Der ICE L soll die alten Intercity-1-Züge ablösen und wird nach Auslieferung zunächst innerdeutsch eingesetzt. Er ist gleichwohl wichtiger Bestandteil der Verjüngung der Fernverkehrsflotte bei der Bahn. Die Züge sind bis zu 230 Kilometer pro Stunde unterwegs und verfügen über 562 Sitzplätze.
"Die Flottenstrategie von DB Fernverkehr hat das klare Ziel, die Flotte zu verjüngen und zu modernisieren, um den Betrieb zu stabilisieren", betonte der Konzern. Das funktioniere. Die Verfügbarkeit der ICE-4- und ICE-3-Neo-Züge sei deutlich höher als bei älteren Baureihen. Über verbesserte Wartungskonzepte habe der Anteil der Antriebsstörungen zwischen 2019 und 2024 um 58 Prozent reduziert werden können.
"Fahrzeugstrategie höchst chaotisch"
Zu mehr Pünktlichkeit haben die neuen Züge bisher allerdings nicht geführt. Nach wie vor ist mehr als ein Drittel aller Fernzüge verspätet unterwegs.
Auch den Fahrgastverband Pro Bahn überzeugen die Zahlen der Bahn nicht. "Insgesamt erscheint uns die Fahrzeugstrategie höchst chaotisch", sagte Vorstand Iffländer.

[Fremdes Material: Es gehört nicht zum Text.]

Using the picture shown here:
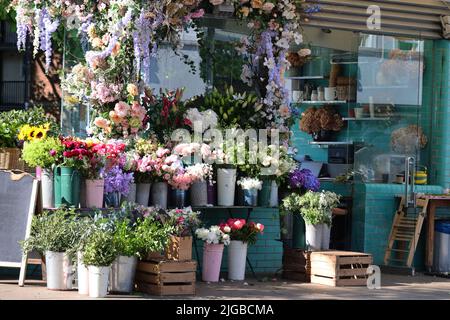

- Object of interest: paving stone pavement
[0,274,450,300]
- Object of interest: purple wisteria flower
[105,166,134,196]
[289,168,320,192]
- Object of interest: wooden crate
[136,258,197,296]
[311,251,372,287]
[283,247,311,282]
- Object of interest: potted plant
[166,207,200,261]
[151,146,173,209]
[22,137,63,208]
[220,219,264,280]
[283,191,340,250]
[195,226,230,282]
[110,219,140,293]
[237,178,263,207]
[83,228,117,298]
[104,165,134,208]
[300,106,344,141]
[54,137,88,207]
[22,209,78,290]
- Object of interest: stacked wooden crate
[136,258,197,296]
[310,251,373,287]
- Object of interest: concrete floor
[0,274,450,300]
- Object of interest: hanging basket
[0,148,23,170]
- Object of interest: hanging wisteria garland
[12,0,319,140]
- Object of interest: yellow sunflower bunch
[17,123,50,141]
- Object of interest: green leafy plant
[0,107,59,148]
[22,137,64,168]
[114,219,141,257]
[282,191,340,225]
[195,86,265,128]
[136,217,174,256]
[83,229,117,267]
[21,208,79,254]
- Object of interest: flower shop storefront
[0,0,450,297]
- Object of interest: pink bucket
[86,179,105,208]
[202,243,223,282]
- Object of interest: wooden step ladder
[384,197,428,268]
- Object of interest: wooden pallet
[283,247,311,282]
[136,259,197,296]
[384,197,428,267]
[311,251,373,287]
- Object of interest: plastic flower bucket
[202,243,224,282]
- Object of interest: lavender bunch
[289,168,320,191]
[105,166,134,196]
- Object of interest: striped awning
[304,0,450,39]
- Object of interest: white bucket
[217,169,236,206]
[109,256,137,293]
[88,266,111,298]
[269,180,279,208]
[322,223,331,250]
[77,252,89,294]
[228,240,247,280]
[124,183,137,203]
[45,251,73,290]
[41,169,55,208]
[305,223,322,251]
[136,183,152,207]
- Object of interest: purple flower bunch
[289,168,320,192]
[104,166,134,196]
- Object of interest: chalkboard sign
[0,170,38,286]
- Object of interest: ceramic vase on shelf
[151,182,168,209]
[202,243,224,282]
[85,179,105,208]
[45,251,73,290]
[228,240,247,280]
[258,179,272,207]
[123,183,137,203]
[242,189,258,207]
[40,169,55,208]
[136,183,152,207]
[207,181,217,206]
[77,252,89,295]
[109,256,137,293]
[305,223,323,251]
[191,181,208,207]
[88,266,111,298]
[217,168,236,207]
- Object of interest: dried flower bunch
[300,106,344,134]
[391,124,428,154]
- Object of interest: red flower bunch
[219,219,264,245]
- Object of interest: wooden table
[422,195,450,271]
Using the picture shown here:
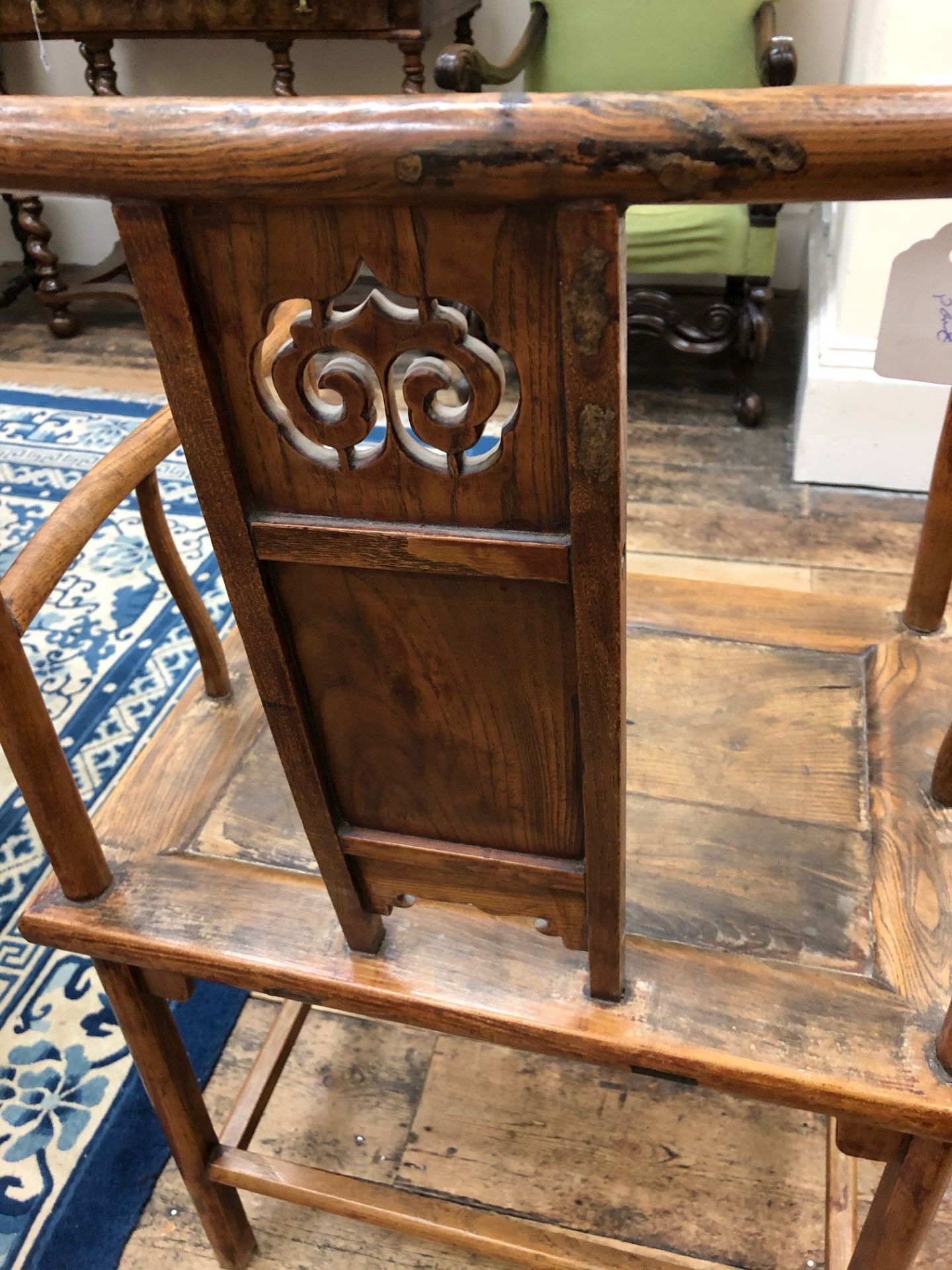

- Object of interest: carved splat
[253,278,518,476]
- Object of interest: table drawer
[0,0,391,40]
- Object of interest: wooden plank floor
[0,283,952,1270]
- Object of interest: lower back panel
[270,564,582,857]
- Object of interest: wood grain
[628,632,868,831]
[0,597,112,900]
[273,564,582,856]
[0,85,952,206]
[117,198,383,951]
[136,470,231,697]
[0,407,178,638]
[210,1147,715,1270]
[251,516,569,583]
[557,207,627,1001]
[95,961,255,1270]
[824,1120,858,1270]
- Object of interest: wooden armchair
[436,0,797,427]
[0,89,952,1270]
[0,406,231,697]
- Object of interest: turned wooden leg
[0,194,34,309]
[136,471,231,697]
[80,40,122,97]
[849,1138,952,1270]
[725,277,773,428]
[265,40,297,97]
[17,194,79,339]
[397,40,426,93]
[94,961,255,1270]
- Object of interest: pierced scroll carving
[251,280,518,478]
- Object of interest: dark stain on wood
[569,243,612,357]
[579,402,618,485]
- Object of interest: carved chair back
[0,89,952,998]
[108,116,635,998]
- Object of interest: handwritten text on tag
[876,225,952,384]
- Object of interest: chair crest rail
[0,85,952,206]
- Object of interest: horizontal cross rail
[0,85,952,206]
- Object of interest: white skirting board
[793,216,948,490]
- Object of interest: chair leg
[849,1138,952,1270]
[136,471,231,697]
[929,726,952,806]
[902,378,952,635]
[725,277,773,428]
[94,961,255,1270]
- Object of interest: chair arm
[434,0,548,93]
[754,0,797,87]
[0,406,179,634]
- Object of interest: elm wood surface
[24,578,952,1135]
[17,579,948,1265]
[0,0,480,338]
[0,85,952,206]
[270,564,586,863]
[556,207,627,1001]
[902,381,952,634]
[208,1147,715,1270]
[117,185,623,997]
[95,961,255,1270]
[1,409,179,631]
[117,198,383,951]
[120,997,924,1270]
[850,1138,952,1270]
[218,1001,309,1148]
[824,1120,858,1270]
[436,0,797,427]
[251,516,569,583]
[135,470,231,697]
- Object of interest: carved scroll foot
[397,40,426,93]
[726,278,773,428]
[17,194,79,339]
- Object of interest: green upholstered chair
[436,0,796,425]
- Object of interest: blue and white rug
[0,385,250,1270]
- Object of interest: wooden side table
[0,0,481,338]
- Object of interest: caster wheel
[734,392,764,428]
[50,309,79,339]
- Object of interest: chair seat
[20,577,952,1136]
[625,203,777,278]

Er verweist vor allem auf Ausmusterungen älterer Züge. "Auf vielen Verbindungen werden wir weniger Sitzplätze bekommen, zumindest vorübergehend, bis irgendwann mal die neuen Züge da sind."
Besonders betroffen seien die Ost-West-Verbindungen Wiesbaden-Frankfurt-Leipzig-Dresden sowie Hamburg-NRW-Bonn-Frankfurt-Nürnberg-Wien, auf denen künftig öfter der zweite Zugteil fehlen werde. "Für uns Fahrgäste bedeutet das kurz und knapp: Es wird eng und voll. Verkehrswende - nein, danke."
Bahn verkauft KISS-Züge
Konkret hat die Bahn im April dieses Jahres 14 ältere ICE 3 der Baureihe 406 aus dem Betrieb genommen. Zehn weitere Züge der Baureihe 415 - der sogenannte ICE T - gelten ebenfalls als störanfällig und wartungsintensiv und sollen schrittweise bis zum Jahresende in Ruhestand gehen.
Hinzu kommen rund drei Dutzend ICE-2-Züge, die bereits seit 1996 im Einsatz sind. Bis Ende 2027 sollen sie nach und nach aus dem Verkehr genommen werden. Schließlich hat die Bahn kürzlich 17 Doppelstockzüge vom Typ "Intercity 2 KISS" an die Österreichische Bundesbahn verkauft. Die Bahn hatte die Züge erst 2019 gebraucht erworben, "um Lieferprobleme bei anderen Fahrzeugen zu überbrücken", wie es hieß. Diese seien inzwischen behoben.
Flottenzahl wird schwanken
Es sei fraglich, ob die wegfallenden Züge durch die teils verzögerten Neuzugänge schnell genug ersetzt werden könnten, betonte Iffländer. Die Folgen seien schon jetzt sichtbar. "Der Frühzug ab Leipzig entfällt zum Fahrplanwechsel, weil er bisher mit einem fünfteiligen ICE T gefahren wird, die zum Fahrplanwechsel abgestellt werden sollen", sagte er.
Die Bahn räumt ein, dass die ICE-Flottenzahl in den kommenden Jahren infolge der Ausmusterungen und des Zulaufs neuer Züge leichten Schwankungen unterliegen werde. Mittelfristig verbleibe die Zahl aber "auf vergleichbarem Niveau bei steigenden Sitzplatzzahlen".
Iffländer ist skeptisch. "Auf dem Papier wächst zwar theoretisch bis 2029 die Sitzplatzkapazität, praktisch sinkt sie aber wegen schlechter Flottenverfügbarkeit, da auch neuwertige Fahrzeuge inzwischen oft defekt vor den Werken stehen."